Davanti al collegio del tribunale di Viterbo, per l’udienza di ammissione prove, c’erano sia l’imputato, difeso dagli avvocati Tiziana Ronchetti e Fabio De Luca del foro di Roma, sia le tre vittime, conosciute e agganciate tramite social, che si sono costituite parte civile. Il dibattimento entrerà nel vivo già la prossima settimana, quando saranno ascoltati i primi testi del pubblico ministero, per poi proseguire a marzo e aprile.
In aula anche Stefania Loizzi, la 49enne che per prima lo ha denunciato, a gennaio dell’anno scorso, quando si è recata a farsi refertare all’ospedale San Pietro di Roma, dando il via alle indagini della procura di Tivoli, poi passate al pm Adragna della procura della repubblica di Viterbo per competenza territoriale quando si è scoperto che, in ordine di tempo, la prima delle tre presunte vittime era la quarantenne di Capranica abusata a settembre 2022.
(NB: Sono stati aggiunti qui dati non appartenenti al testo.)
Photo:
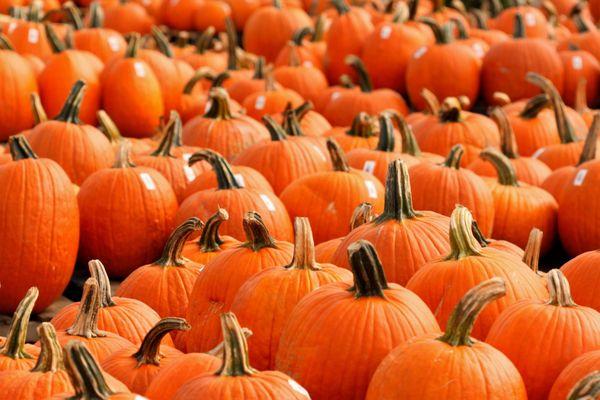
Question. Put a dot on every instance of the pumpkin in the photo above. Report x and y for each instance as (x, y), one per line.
(454, 126)
(131, 93)
(138, 369)
(328, 198)
(443, 282)
(47, 378)
(341, 110)
(18, 81)
(15, 355)
(222, 277)
(78, 148)
(236, 377)
(276, 291)
(115, 313)
(85, 327)
(459, 75)
(284, 159)
(221, 130)
(53, 203)
(506, 64)
(323, 328)
(454, 363)
(125, 240)
(576, 330)
(172, 276)
(529, 170)
(455, 185)
(346, 35)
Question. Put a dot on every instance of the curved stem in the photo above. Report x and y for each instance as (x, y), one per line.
(149, 351)
(257, 234)
(560, 291)
(506, 171)
(225, 178)
(461, 321)
(17, 333)
(70, 110)
(171, 256)
(369, 276)
(20, 149)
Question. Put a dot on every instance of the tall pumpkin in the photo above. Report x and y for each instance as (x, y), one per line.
(31, 220)
(329, 326)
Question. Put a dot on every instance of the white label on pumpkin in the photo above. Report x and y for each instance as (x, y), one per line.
(580, 177)
(577, 62)
(268, 202)
(385, 32)
(33, 35)
(371, 189)
(148, 181)
(239, 178)
(260, 102)
(369, 166)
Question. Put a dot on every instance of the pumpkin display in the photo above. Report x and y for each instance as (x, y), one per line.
(222, 277)
(275, 292)
(52, 203)
(443, 282)
(318, 319)
(125, 240)
(448, 360)
(329, 198)
(577, 330)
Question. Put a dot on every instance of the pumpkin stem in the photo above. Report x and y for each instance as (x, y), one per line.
(70, 110)
(149, 351)
(454, 157)
(560, 291)
(171, 256)
(364, 79)
(591, 141)
(304, 246)
(507, 136)
(532, 249)
(565, 129)
(275, 130)
(338, 158)
(225, 178)
(51, 354)
(257, 234)
(85, 324)
(362, 214)
(85, 374)
(534, 106)
(369, 276)
(235, 356)
(17, 333)
(210, 240)
(387, 140)
(461, 321)
(506, 171)
(398, 197)
(19, 148)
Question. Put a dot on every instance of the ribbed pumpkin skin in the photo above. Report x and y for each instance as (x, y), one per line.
(80, 150)
(442, 284)
(40, 231)
(522, 334)
(217, 286)
(170, 378)
(401, 374)
(17, 82)
(577, 369)
(322, 345)
(135, 236)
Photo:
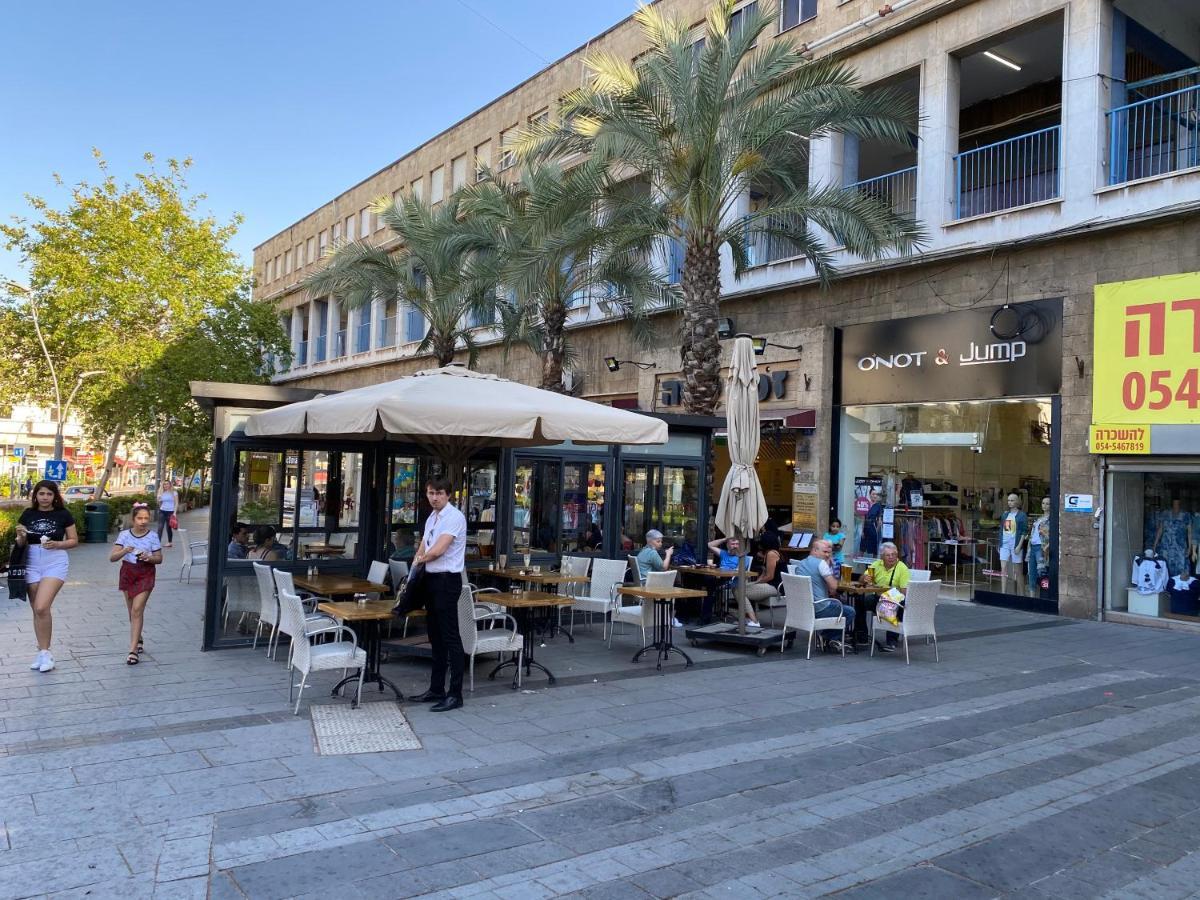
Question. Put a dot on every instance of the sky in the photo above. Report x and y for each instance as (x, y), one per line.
(281, 106)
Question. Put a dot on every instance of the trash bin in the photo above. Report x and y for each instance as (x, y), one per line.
(95, 515)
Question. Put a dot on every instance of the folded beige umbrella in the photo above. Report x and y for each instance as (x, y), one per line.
(454, 411)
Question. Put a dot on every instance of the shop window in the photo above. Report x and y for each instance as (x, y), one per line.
(1153, 540)
(963, 490)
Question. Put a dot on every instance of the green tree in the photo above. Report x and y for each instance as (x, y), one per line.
(703, 123)
(115, 275)
(431, 273)
(545, 244)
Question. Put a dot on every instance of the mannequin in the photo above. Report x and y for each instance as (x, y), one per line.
(1173, 540)
(1039, 547)
(1014, 532)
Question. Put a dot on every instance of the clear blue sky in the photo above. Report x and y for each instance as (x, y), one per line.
(281, 105)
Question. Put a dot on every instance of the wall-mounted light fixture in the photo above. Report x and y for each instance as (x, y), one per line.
(615, 364)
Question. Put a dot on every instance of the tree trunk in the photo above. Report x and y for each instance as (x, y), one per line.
(109, 461)
(701, 307)
(555, 348)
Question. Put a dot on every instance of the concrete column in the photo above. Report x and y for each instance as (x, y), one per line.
(937, 139)
(1087, 54)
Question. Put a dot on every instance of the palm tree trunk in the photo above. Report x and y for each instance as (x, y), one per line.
(555, 348)
(701, 285)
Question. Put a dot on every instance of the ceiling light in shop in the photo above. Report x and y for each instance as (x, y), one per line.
(1001, 60)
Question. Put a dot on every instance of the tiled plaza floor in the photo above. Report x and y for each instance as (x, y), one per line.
(1041, 757)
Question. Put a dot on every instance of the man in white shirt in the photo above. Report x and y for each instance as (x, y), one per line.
(443, 553)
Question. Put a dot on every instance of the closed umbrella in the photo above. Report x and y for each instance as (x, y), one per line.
(742, 510)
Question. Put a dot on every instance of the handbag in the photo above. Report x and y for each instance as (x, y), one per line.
(18, 589)
(408, 593)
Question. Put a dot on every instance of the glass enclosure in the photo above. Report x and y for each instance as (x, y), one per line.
(963, 489)
(1153, 541)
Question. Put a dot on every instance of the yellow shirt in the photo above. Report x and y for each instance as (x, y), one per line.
(894, 577)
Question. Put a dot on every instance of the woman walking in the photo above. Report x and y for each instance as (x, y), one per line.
(139, 551)
(167, 502)
(48, 529)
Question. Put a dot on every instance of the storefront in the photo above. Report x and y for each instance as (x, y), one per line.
(1146, 436)
(947, 444)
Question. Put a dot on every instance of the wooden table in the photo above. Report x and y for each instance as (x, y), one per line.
(663, 599)
(371, 616)
(335, 586)
(522, 606)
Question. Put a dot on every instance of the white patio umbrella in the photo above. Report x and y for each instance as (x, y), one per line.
(454, 411)
(742, 510)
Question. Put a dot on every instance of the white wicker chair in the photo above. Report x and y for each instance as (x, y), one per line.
(919, 610)
(802, 613)
(309, 658)
(492, 640)
(195, 553)
(607, 575)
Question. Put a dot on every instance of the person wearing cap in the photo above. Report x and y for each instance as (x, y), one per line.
(651, 558)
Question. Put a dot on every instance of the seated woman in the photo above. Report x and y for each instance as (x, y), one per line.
(265, 549)
(888, 571)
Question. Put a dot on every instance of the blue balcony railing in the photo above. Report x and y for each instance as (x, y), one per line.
(1155, 136)
(897, 190)
(763, 247)
(1008, 173)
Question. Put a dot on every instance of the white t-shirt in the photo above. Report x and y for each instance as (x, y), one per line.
(447, 521)
(148, 543)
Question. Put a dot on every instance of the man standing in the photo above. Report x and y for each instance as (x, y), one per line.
(443, 555)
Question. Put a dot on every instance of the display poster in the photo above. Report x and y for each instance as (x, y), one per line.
(1147, 353)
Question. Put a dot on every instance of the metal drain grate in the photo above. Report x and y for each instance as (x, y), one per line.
(371, 729)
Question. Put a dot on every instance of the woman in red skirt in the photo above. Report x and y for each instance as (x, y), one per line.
(139, 551)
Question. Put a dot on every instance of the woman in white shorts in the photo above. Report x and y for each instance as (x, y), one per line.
(48, 529)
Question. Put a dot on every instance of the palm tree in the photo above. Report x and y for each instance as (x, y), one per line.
(705, 123)
(547, 244)
(432, 273)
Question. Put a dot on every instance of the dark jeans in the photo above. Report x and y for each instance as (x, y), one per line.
(441, 592)
(165, 522)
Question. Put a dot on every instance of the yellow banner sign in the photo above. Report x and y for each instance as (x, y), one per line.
(1147, 352)
(1119, 438)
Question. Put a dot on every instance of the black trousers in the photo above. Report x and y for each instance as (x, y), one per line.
(442, 591)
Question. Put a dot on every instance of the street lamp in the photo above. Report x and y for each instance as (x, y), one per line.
(65, 409)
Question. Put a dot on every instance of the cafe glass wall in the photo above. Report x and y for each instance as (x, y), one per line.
(1156, 509)
(941, 474)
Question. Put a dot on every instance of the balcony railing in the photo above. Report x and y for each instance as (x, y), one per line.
(1008, 173)
(763, 249)
(1155, 136)
(897, 190)
(363, 336)
(387, 331)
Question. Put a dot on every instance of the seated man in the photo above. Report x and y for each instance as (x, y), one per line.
(239, 537)
(888, 571)
(819, 567)
(648, 557)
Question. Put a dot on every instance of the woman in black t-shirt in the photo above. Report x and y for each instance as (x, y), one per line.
(48, 529)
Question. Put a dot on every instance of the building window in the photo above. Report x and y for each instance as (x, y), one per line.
(483, 159)
(793, 12)
(508, 156)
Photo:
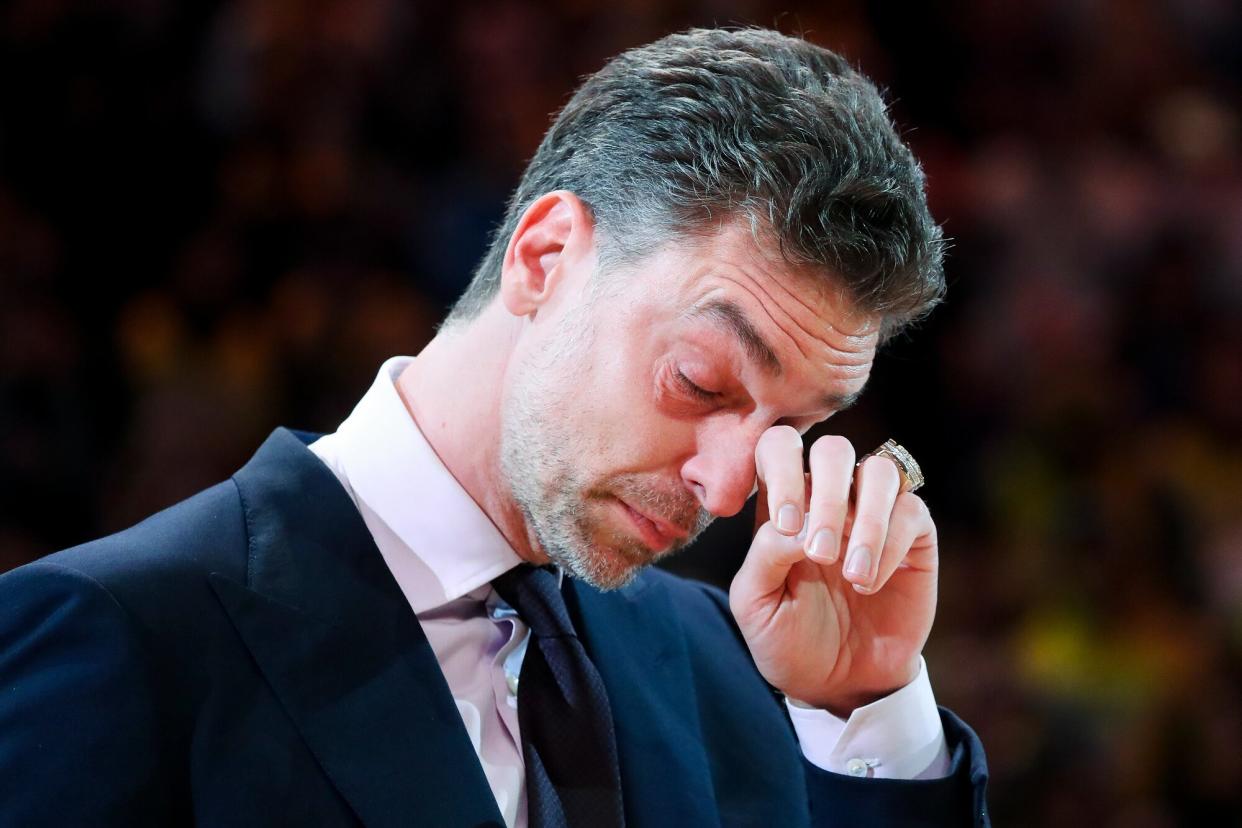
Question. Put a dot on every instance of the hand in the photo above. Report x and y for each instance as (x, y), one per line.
(835, 611)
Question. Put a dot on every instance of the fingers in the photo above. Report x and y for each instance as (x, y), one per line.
(764, 570)
(781, 478)
(877, 484)
(911, 524)
(832, 466)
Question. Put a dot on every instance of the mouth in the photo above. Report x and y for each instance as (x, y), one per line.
(656, 533)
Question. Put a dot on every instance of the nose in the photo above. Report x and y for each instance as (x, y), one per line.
(722, 471)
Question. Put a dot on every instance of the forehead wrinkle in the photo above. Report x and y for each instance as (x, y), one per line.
(830, 400)
(734, 319)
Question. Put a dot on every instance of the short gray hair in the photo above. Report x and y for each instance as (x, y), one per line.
(708, 124)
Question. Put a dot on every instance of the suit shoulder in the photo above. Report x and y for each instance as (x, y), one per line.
(702, 607)
(205, 533)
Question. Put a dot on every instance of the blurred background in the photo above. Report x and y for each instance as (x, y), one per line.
(217, 217)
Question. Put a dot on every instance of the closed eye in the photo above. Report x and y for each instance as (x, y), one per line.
(696, 390)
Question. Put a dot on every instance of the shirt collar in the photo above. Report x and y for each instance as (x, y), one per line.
(398, 477)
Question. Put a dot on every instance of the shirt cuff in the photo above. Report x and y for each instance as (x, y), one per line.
(894, 738)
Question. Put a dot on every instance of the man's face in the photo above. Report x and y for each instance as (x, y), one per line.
(632, 409)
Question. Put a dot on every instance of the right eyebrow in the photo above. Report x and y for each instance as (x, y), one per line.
(734, 319)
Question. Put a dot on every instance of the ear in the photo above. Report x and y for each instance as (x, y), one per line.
(552, 246)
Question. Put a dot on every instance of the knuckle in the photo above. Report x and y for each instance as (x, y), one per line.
(779, 437)
(830, 505)
(870, 525)
(832, 450)
(768, 534)
(881, 468)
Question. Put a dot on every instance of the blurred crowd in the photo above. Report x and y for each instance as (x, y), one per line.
(221, 217)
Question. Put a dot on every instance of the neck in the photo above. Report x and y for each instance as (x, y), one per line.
(452, 390)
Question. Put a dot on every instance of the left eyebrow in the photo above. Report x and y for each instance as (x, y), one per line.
(730, 317)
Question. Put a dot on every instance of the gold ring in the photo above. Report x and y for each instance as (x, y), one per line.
(912, 476)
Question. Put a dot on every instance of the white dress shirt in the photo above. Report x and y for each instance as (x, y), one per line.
(444, 553)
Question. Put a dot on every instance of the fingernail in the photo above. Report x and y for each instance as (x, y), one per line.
(824, 548)
(789, 519)
(858, 562)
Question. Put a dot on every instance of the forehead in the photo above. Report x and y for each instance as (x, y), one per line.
(786, 319)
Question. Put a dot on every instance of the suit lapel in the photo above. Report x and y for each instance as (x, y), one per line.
(640, 651)
(339, 646)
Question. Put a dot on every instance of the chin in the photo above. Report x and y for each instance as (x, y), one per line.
(606, 566)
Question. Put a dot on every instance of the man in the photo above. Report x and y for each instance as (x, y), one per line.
(698, 265)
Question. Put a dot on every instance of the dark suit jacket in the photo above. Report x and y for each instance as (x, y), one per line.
(245, 658)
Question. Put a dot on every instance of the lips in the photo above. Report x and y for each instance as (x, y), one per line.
(656, 533)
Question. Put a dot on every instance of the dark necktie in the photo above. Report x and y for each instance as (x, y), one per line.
(573, 777)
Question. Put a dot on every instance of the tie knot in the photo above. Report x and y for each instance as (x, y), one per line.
(534, 594)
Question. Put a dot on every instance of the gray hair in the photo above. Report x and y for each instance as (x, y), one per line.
(709, 124)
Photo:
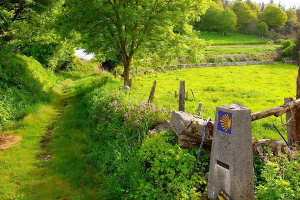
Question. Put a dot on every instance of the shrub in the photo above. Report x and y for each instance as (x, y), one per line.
(23, 82)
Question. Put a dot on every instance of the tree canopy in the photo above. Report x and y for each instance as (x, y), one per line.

Stefania Loizzi, è stata la prima vittima a denunciare Manuali dopo essersi recata in ospedale
La difesa si è battuta perché non venissero acquisiti le foto e i video estrapolati dal cellulare di Manuali dall’ingegnere Cristian Franciosi, cui il pm Adragna ha affidato la perizia tecnica, prova regina degli abusi secondo l’accusa, che ha chiesto al consulente di effettuarne anche la copia forense.
Immagini e filmati girati e condivisi da Manuali con gli amici sono stati riversati su una pen-drive di cui il collegio ha disposto l’acquisizione, così come per le altre prove scientifiche e documentali, tra cui la cartella clinica di Stefania Loizzi nonché i decreti e i verbali di sequestro e perquisizione.
A proposito dei video e delle foto, il pm ne ha sottolineato “l’interpretazione non equivoca” e il contenuto “di evidenza palmare”, annunciando di voler sentire in aula il consulente Franciosi. La difesa, intanto, già ieri ha chiesto al collegio che sul materiale informatico venga effettuata una nuova perizia super partes disposta dal tribunale.
Silvana Cortignani
Il pm Michele Adragna
Presunzione di innocenza
Nel sistema penale italiano vige la presunzione di innocenza fino alla sentenza definitiva. Presunzione di innocenza che si basa sull’articolo 27 della costituzione italiana secondo il quale una persona “non è considerata colpevole sino alla condanna definitiva”.